The Allambie Heights sewage network services around 83,400 people in the suburbs of Allambie Heights, Balgowlah, Curl Curl, North Curl Curl, North Manly, Freshwater, Collaroy, Collaroy Plateau, Narrabeen, Wheeler Heights, Oxford Falls, Dee Why, Cromer, Beacon Hill, Narraweena, Brookvale, Frenchs Forest.
“We are not aware of anyone who has been released from quarantine that is residing in that area, but obviously there are travellers that move around,” NSW chief health officer Kerry Chant told reporters on Wednesday.
Health officials will continue to monitor that catchment at “short intervals,” Dr Chant said.
Anyone with symptoms associated with COVID-19 was encouraged to get tested.
The symptoms include a sore throat, runny nose, cough, fever, loss of taste or sense of smell, or headaches.
Suburbs in the northern beaches previously experienced a major community outbreak of coronavirus and was put under a local lockdown at the end of 2020.
There were no new locally transmitted coronavirus cases in the state, but nine new cases in hotel quarantine in the 24 hours up to Tuesday night.
The discovery of the virus fragments came as NSW officials have noticed an uptick in cases where people had been infected with mutant strains of the coronavirus.
In the latest weekly COVID-19 report, the health department wrote that 41 per cent of overseas acquired cases were diagnosed with one of three variants of concern that originated in the UK, South Africa and Brazil, respectively.
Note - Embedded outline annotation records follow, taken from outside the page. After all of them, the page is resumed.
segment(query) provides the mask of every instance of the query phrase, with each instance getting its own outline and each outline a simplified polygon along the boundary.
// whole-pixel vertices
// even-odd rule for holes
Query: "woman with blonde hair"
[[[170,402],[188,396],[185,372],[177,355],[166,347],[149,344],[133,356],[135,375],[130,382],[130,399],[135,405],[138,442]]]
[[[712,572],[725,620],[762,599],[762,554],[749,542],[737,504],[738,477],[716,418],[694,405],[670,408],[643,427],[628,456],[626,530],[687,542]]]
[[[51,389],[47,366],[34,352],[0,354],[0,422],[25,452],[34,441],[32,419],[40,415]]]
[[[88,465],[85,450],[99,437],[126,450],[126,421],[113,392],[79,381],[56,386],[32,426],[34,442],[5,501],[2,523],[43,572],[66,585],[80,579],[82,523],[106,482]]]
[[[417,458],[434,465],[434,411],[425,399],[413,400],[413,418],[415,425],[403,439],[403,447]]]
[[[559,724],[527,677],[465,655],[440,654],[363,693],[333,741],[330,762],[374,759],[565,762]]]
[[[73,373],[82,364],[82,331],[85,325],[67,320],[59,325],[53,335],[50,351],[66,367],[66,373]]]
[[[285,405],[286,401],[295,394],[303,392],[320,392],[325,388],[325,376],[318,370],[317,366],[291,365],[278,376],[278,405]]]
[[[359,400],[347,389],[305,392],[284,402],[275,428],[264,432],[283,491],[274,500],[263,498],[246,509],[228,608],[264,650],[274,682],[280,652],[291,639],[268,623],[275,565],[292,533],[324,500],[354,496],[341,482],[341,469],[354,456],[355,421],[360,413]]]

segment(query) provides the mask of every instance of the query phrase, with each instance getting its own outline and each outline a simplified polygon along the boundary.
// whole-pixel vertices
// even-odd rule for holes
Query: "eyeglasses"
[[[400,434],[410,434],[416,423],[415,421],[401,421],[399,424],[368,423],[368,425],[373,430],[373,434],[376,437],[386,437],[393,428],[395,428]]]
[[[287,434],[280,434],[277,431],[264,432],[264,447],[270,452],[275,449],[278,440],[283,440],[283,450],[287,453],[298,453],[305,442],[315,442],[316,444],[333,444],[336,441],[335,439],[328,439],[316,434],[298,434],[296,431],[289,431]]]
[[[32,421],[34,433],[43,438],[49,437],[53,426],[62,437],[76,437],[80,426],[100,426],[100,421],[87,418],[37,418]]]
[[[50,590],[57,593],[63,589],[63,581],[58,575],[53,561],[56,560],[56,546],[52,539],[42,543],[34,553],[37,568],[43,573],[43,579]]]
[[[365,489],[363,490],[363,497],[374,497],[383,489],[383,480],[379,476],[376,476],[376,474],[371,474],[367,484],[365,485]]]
Between November 29 last year and last Thursday when the report was issued, 584 returned travellers had been diagnosed with coronavirus.
Of those, 123 people, or 23 per cent, had a variant of concern.
On Tuesday, NSW Health said it had reclassified a case of overseas infection as a local transmission incident, after an investigation into the spread of the South African variant at a Sydney CBD quarantine hotel.
Health officials now believe the person was infected while staying in the Mercure Hotel, rather than overseas.
“An investigation into how COVID-19 transmission occurred between returned travellers who had been in quarantine at the Mercure Hotel has led NSW Health to reclassify one case, previously reported as overseas acquired, as locally acquired,” NSW Health wrote in a statement on Tuesday morning.
The person stayed in a room adjacent to two family members who have also tested positive for the South African strain.